ETH becoming proof of stake instead of proof of work is apparently scheduled for a month from now.
Thrag
3912
Ah, the final stake in the coffin of the notion of decentralization.
aeneas
3913
Several hundred million AUD has been spent on this to date and they’ve had to reset the entire block chain during the project several times. Not really a viable solution in production as you can imagine.
This was the biggest non crypto use of the block chain anywhere and it’s about to go away entirely.
Are you still involved in the project? I recall you replying a couple of years ago that you were in some way and that blockchain was marketing baloney. Seems not much has changed?
Menzo
3915
I’m sure this guy was shocked to discover money laundering going on in this establishment.
I didn’t expect this. I expected a more sophisticated grift, not just a run of the mill rug pull.
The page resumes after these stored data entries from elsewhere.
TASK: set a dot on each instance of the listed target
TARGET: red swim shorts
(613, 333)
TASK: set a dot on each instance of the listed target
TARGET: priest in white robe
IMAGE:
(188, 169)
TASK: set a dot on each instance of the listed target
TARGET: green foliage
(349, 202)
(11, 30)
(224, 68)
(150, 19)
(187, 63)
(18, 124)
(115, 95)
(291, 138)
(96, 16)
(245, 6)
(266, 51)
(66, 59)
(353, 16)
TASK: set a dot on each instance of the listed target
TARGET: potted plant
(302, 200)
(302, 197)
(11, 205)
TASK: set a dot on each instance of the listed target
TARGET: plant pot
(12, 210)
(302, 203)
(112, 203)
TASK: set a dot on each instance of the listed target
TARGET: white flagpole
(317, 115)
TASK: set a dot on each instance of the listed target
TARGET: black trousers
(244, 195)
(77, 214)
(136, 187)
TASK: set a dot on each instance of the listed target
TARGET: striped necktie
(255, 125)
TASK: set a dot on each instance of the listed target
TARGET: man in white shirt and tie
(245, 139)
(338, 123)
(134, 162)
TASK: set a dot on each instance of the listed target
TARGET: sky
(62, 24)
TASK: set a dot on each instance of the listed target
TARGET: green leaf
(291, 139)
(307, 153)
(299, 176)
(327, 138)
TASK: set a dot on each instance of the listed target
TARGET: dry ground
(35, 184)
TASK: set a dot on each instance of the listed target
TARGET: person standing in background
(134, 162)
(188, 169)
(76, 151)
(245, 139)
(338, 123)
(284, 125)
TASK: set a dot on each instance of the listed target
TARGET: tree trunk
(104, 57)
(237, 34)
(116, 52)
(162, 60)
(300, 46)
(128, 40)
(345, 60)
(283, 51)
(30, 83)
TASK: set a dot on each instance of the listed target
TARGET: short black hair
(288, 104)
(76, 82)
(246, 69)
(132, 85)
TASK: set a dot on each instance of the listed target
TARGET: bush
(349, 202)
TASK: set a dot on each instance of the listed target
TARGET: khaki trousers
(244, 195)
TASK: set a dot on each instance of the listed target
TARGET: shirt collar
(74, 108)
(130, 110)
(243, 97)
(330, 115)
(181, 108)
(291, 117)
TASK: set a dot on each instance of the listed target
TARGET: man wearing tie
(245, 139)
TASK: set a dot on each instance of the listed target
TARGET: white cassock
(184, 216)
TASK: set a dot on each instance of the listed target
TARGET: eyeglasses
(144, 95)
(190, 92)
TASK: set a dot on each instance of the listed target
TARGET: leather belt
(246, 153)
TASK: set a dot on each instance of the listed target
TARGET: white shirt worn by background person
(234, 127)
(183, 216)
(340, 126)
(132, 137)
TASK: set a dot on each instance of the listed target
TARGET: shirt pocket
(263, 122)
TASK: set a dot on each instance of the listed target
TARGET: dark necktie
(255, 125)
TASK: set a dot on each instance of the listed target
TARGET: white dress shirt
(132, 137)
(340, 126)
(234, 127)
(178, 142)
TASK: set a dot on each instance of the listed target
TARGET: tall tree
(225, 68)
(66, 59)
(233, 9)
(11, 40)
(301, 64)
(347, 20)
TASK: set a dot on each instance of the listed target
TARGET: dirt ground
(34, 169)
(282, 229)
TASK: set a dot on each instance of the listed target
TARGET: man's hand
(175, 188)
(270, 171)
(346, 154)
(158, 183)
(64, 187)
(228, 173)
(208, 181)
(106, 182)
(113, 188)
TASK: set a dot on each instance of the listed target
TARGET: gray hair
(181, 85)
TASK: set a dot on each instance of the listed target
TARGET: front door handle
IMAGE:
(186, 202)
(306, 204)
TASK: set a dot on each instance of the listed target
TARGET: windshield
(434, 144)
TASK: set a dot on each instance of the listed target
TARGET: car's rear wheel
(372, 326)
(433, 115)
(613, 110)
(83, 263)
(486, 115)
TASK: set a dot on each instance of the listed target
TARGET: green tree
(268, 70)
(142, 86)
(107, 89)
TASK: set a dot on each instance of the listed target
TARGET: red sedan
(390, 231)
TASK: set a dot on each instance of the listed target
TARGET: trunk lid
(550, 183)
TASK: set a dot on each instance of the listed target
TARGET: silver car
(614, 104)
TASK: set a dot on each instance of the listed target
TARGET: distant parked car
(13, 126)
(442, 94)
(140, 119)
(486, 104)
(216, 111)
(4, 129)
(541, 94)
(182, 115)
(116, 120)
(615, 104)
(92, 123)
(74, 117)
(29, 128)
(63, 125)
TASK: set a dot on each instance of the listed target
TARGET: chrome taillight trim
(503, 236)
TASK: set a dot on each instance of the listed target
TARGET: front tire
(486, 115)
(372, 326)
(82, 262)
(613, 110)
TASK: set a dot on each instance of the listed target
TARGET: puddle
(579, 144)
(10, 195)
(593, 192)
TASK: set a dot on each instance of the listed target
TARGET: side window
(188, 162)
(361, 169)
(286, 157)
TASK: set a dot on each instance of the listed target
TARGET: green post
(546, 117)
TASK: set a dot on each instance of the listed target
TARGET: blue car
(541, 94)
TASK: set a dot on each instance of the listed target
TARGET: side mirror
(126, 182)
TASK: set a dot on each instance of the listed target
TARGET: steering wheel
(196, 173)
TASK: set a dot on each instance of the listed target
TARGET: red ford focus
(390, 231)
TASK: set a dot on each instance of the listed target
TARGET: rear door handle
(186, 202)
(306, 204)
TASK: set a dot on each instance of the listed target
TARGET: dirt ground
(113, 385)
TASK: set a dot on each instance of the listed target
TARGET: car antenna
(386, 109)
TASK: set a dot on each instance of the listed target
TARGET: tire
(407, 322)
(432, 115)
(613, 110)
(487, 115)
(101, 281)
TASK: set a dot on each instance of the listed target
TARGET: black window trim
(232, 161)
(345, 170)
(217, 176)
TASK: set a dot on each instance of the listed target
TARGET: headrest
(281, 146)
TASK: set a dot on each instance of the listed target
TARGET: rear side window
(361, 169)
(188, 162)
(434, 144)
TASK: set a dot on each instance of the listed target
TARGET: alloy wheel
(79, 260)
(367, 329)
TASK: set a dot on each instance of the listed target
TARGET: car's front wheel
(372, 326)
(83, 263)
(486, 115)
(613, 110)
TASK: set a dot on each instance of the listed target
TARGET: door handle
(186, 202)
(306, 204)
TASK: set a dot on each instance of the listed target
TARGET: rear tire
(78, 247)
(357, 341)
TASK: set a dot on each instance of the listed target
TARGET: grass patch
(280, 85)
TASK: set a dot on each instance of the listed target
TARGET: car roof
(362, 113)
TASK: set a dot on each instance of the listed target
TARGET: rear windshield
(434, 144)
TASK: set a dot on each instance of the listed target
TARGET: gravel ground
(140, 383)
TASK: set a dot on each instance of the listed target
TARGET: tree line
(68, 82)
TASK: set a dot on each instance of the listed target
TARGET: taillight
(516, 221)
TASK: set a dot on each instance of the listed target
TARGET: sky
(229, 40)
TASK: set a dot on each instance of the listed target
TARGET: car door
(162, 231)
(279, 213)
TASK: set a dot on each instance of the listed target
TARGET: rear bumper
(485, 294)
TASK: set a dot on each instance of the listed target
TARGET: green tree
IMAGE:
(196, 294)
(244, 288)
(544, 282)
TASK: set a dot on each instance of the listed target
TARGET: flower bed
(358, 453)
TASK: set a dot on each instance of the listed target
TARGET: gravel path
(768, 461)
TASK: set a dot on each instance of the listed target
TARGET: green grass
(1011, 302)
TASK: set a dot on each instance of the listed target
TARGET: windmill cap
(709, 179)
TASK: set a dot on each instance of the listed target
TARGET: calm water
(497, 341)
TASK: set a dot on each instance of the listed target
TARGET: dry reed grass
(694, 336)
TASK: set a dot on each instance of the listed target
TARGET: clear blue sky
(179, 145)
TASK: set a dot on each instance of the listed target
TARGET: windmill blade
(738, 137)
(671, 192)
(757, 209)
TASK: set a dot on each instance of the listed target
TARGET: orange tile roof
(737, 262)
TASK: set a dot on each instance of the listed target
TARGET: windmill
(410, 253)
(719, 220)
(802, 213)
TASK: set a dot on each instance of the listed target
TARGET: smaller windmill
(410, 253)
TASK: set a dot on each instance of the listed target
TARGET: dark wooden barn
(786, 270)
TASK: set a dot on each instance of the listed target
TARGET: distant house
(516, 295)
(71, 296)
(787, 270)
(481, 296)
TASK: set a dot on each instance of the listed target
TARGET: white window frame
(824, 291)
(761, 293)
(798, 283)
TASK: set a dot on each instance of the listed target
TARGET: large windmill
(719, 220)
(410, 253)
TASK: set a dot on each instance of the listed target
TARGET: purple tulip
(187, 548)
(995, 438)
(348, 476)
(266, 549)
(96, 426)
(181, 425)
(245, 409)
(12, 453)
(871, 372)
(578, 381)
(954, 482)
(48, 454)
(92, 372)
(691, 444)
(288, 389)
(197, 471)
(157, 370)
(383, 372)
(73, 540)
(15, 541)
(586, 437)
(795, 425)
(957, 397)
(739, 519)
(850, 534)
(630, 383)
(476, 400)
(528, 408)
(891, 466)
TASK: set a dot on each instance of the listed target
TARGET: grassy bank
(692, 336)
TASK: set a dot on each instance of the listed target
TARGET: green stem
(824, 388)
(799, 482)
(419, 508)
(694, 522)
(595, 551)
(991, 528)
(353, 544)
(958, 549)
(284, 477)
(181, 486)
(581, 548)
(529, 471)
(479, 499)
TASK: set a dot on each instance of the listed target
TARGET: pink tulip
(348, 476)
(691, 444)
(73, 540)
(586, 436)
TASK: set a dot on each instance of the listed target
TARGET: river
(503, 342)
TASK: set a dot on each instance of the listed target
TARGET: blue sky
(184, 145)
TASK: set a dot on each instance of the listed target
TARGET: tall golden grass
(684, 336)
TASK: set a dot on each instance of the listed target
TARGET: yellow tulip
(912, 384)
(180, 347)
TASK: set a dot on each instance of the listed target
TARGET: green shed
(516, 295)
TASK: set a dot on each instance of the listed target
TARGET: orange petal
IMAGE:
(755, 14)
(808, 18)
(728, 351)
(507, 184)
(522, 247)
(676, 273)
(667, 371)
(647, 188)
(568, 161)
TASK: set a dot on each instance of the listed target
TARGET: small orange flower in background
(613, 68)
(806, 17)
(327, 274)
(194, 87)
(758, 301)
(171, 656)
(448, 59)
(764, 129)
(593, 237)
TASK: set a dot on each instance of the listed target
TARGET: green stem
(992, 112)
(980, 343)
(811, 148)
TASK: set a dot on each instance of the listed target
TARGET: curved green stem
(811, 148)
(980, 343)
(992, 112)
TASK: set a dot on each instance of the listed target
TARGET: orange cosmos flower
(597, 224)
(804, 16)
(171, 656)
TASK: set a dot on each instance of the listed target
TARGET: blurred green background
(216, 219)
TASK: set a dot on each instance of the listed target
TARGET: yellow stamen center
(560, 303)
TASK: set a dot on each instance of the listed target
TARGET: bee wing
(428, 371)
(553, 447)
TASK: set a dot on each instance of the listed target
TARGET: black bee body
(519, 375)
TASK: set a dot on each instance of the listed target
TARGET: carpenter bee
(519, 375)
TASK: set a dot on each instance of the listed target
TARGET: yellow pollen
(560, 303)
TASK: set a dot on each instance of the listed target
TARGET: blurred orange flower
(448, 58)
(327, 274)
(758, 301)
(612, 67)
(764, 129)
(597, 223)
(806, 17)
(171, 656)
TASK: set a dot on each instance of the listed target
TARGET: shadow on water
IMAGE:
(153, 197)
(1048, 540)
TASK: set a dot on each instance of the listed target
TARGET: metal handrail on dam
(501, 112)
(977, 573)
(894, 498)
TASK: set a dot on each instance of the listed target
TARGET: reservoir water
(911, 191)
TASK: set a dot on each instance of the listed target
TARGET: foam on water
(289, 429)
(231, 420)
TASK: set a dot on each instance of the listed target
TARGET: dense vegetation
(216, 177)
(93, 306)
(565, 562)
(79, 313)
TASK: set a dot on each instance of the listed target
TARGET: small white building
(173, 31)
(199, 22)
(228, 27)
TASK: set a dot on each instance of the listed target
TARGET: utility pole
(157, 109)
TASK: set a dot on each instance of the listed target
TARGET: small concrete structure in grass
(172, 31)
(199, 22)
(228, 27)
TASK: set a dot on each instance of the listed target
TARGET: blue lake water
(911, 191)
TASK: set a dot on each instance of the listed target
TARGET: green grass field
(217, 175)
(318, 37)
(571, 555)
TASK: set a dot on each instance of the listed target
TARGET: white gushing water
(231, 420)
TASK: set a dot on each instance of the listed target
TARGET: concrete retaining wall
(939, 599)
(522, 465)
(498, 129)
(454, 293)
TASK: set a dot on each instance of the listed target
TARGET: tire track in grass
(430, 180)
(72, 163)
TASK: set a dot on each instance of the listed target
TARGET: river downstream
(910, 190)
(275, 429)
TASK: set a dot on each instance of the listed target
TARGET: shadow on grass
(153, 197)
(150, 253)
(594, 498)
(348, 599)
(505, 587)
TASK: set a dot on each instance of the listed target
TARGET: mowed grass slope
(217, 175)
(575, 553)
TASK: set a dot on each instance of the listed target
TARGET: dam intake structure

Sophisticated is not a word I associate with Shkreli
Yes, perhaps sophisticated is not what I was looking to get at. I was expecting a greedier longer term play.
aeneas
3919
Thank you for asking.
The company I work for which has a system that our customers use that sits on the opposite side to chess, we are code complete for the new system and have been for sometime, we were just about to start rolling out the new chess version of the software for customers to commence their testing with.
We’ve had 10ish full time employees on this for 2 - 3 years. So that money may well be down the drain and is not recoverable. Which in a firm of under 60 staff is significant.
If you added up all the resources that have been pissed away on blockchain solutions to non-existent problems (or problems to which blockhains are in no way a solution) I’m sure it is absolutely staggering.
I wouldn’t be surprised if they knew what they were doing.
The people who trusted them with their money, though…
Timex
3924
When you hear someone espousing the virtues of crypto, that person is almost certain either a con man, or a sucker.
Well these guys seem to have found the best use of the blockchain:
But there is a working theory. In Three Arrows’ final days, the partners reached out to every wealthy crypto whale they knew to borrow more bitcoin, and top crypto executives and investors — from the U.S. to the Caribbean to Europe to Singapore — believe 3AC found willing lenders of last resort among organized-crime figures. Owing such characters large sums of money could explain why Zhu and Davies have gone into hiding. These are also the kinds of lenders you want to make whole before anyone else, but you may have to route the money through the Caymans. Says the former trader and 3AC business partner, “They paid the Mafia back,” adding, “If you start borrowing from these guys, you must be really desperate.”
The blockchain is good for crimeing!
It truly is the era of Trump when bragging dickishly on Twitter is all it takes to get people to trust you.
rei
3927
3AC founders’ yacht is named the “Much Wow”
…so much cringe.
Tim_N
3928
I bought a dogecoin shirt back in 2014 that has “WOW” on it. I thought it was funny at the time. Back then, dogecoin was just a fun subreddit community where people would give each other dogecoin and try to propel the joke currency into everyday society any way they can. I still remember when they pooled their money together to buy a dogecoin image pasted on a NASCAR car and shared clips of everytime it was on TV.
It’s a real shame how perverted the industry became since then, and even that same dogecoin community is now just full of people wanting to make money like every other crypto ‘community’.
or a sucker-off of conmen? ;)
Aceris
3930
Yeah the fact that dogecoin became a “serious” moneymaking ponzi confused me, as I thought it had been 99% for the lols early on. Glad to hear my memory wasnt completely wrong.